There are no words, only music, and thanks to the pillar I feared that my inability to draw the piece together into a cohesive narrative was because key moments kept disappearing. The after-show talk shed more light on the sections I had missed and I was able to find my own understanding through Mottram’s discussion of the origins of the piece.
One word: fascinating. It’s hard to describe because it’s not a linear narrative piece; there is a connection between the images, but they are, as Stephen Mottram described them, a ‘series of installations’ that evoke emotion and that emotion or reading, is entirely an audience member’s own.
Originally created in 1995 as a response to the sudden death of his father, Mottram explained that he wanted to create characters that cannot be clearly defined as good or bad, they merely do what they have to do in order to survive. The world of the characters is simple: everyone contains seeds and everyone wants those seeds in order to gain ‘new life’. The production is dark in both content and lighting design, as the whole piece is performed in a half-light, expressing the inherent ambiguous unease.
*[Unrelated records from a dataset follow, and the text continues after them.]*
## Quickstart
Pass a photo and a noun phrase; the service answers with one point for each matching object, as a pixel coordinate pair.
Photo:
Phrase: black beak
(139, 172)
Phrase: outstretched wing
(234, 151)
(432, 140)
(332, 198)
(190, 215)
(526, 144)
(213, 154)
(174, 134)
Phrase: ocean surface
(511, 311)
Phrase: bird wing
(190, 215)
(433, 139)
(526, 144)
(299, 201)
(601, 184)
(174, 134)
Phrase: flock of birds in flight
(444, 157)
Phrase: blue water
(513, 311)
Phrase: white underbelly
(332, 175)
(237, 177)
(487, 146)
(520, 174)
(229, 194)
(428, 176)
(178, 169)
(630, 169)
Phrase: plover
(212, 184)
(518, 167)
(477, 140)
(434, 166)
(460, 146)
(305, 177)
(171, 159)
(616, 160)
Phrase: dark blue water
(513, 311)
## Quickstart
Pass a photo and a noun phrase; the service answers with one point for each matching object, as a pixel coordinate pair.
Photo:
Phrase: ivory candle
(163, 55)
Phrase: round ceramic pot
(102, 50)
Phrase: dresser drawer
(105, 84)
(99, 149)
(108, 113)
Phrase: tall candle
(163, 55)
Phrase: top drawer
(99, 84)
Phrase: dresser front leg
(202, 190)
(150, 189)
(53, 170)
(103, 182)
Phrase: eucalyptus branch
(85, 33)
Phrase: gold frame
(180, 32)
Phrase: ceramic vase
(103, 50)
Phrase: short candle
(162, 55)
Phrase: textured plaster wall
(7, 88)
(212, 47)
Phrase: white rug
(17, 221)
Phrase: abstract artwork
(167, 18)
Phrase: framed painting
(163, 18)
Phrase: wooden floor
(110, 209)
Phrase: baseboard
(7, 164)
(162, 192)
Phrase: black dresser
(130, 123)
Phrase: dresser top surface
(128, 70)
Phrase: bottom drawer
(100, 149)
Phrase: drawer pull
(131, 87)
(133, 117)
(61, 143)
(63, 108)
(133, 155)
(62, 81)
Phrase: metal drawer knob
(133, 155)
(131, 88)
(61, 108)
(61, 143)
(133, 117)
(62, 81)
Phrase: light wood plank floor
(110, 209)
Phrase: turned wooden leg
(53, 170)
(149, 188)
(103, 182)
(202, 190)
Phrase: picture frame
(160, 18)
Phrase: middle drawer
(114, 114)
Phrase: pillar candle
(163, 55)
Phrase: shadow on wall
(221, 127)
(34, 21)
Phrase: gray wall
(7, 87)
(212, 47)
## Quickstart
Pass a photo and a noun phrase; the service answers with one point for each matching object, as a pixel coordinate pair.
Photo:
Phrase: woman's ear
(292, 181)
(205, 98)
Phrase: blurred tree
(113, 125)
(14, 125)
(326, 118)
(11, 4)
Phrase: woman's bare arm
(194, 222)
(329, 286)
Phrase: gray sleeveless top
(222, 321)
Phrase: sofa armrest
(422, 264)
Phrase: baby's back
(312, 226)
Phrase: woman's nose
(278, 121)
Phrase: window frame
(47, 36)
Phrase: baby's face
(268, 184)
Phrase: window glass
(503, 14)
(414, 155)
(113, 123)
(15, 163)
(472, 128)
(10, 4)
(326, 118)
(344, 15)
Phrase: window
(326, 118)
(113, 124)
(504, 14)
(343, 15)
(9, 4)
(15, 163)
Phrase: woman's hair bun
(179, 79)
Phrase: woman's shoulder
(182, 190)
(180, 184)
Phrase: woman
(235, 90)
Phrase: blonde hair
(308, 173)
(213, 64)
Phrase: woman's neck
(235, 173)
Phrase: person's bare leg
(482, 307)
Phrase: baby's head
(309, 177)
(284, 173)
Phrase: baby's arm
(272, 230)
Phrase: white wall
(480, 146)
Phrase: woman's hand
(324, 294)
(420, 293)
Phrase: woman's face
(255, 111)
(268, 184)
But there is lightness to be found in some of Mottram’s enchanting marionettes. When asked why one of the seed-carriers disguised itself as a stork, he explained that the idea grew from a joke about ‘bending over backwards to survive’.
Mottram is more of a magician than a puppeteer: he epitomises the notion of bringing an object to life. He even showed us the mechanics of some of his puppets, but it didn’t take away from them, if anything, it made them even more magical.